We will use a small sales set. Notice there are no records on July 2 and 5 — that is exactly where make-series shines.

let Vendas = datatable(Timestamp:datetime, Produto:string, Valor:real)
[
    datetime(2026-07-01 09:15), "A", 120,
    datetime(2026-07-01 11:40), "B", 80,
    datetime(2026-07-03 14:05), "A", 200,
    datetime(2026-07-04 10:00), "B", 150,
    datetime(2026-07-06 16:30), "A", 90
];
Vendas
| make-series TotalDiario = sum(Valor) on Timestamp step 1d

Without a range, make-series uses the minimum and maximum dates in the data. You already get a series, but it is better to control the start and end.

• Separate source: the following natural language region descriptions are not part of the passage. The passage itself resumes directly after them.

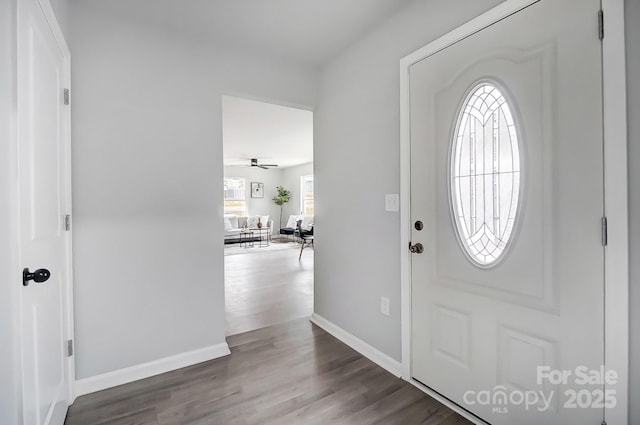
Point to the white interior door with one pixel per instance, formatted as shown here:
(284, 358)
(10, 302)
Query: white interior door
(43, 152)
(507, 178)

Step 3: Set start, end and step

Use from, to and step to pin the time grid, and default=0 to fill the days with no sales with zero:

Vendas
| make-series TotalDiario = sum(Valor) default=0
    on Timestamp
    from datetime(2026-07-01) to datetime(2026-07-07) step 1d

The series now always has 6 points (July 1 to 6), with 0 on the 2nd and 5th. The grid is regular, which is essential to compare periods and to use the series functions.

The step accepts any time interval: use 1h to group by hour, 15m every fifteen minutes, or 7d by week. Pick the granularity your analysis needs.

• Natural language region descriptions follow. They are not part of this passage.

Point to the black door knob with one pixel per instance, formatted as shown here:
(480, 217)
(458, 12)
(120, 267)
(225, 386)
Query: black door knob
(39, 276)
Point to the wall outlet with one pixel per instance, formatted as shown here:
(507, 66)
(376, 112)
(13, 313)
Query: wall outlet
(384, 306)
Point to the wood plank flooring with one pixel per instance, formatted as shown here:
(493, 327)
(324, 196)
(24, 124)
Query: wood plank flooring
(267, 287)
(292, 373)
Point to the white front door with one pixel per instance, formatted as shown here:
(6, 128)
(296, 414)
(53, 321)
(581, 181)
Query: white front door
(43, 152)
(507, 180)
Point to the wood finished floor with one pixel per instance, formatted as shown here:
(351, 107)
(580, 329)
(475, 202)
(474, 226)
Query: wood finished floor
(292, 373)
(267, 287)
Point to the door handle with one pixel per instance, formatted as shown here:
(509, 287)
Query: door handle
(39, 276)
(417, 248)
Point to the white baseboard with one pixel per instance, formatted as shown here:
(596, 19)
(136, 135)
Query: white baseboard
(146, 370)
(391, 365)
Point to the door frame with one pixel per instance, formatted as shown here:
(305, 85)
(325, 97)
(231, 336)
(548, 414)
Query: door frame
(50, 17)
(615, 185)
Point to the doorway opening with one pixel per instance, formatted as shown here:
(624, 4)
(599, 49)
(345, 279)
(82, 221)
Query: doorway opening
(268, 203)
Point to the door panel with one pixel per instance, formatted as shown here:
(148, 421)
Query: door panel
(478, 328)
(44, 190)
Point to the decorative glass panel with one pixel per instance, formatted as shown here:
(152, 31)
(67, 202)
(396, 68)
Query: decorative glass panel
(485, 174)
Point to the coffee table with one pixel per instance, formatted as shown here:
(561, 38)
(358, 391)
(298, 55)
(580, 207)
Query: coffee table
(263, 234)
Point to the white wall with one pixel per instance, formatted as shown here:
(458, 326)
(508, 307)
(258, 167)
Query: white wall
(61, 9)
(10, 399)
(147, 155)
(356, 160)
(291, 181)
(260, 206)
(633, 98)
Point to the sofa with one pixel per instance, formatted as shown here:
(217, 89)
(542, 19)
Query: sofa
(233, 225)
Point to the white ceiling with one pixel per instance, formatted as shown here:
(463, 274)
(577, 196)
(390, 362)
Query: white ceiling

Step 4: One series per category

To compare products, add by. Each product gets its own series, aligned on the same time axis:

Vendas
| make-series TotalDiario = sum(Valor) default=0
    on Timestamp
    from datetime(2026-07-01) to datetime(2026-07-07) step 1d
    by Produto

The result has one row per product, each with its own TotalDiario array.

Step 5: Chart the trend

make-series plugs straight into render timechart, which draws a line chart with time on the horizontal axis:

Vendas
| make-series TotalDiario = sum(Valor) default=0
    on Timestamp
    from datetime(2026-07-01) to datetime(2026-07-07) step 1d
    by Produto
| render timechart

Check the result

Confirm it is correct in three ways: (1) the TotalDiario column shows up as an array (type dynamic); (2) each array has exactly 6 values, including the zeros for July 2 and 5; (3) on the chart, the line is continuous and drops to zero on those days instead of "jumping" over them. If you want one row per day again, use mv-expand to expand the arrays.

Conclusion

With make-series you moved from scattered events to a regular time series that is ready to analyze. The natural next step is to explore the KQL series functions, such as series_fir for moving averages or series_decompose_anomalies to detect anomalies automatically. Which one will you try first in your next Real-Time Analytics dashboard?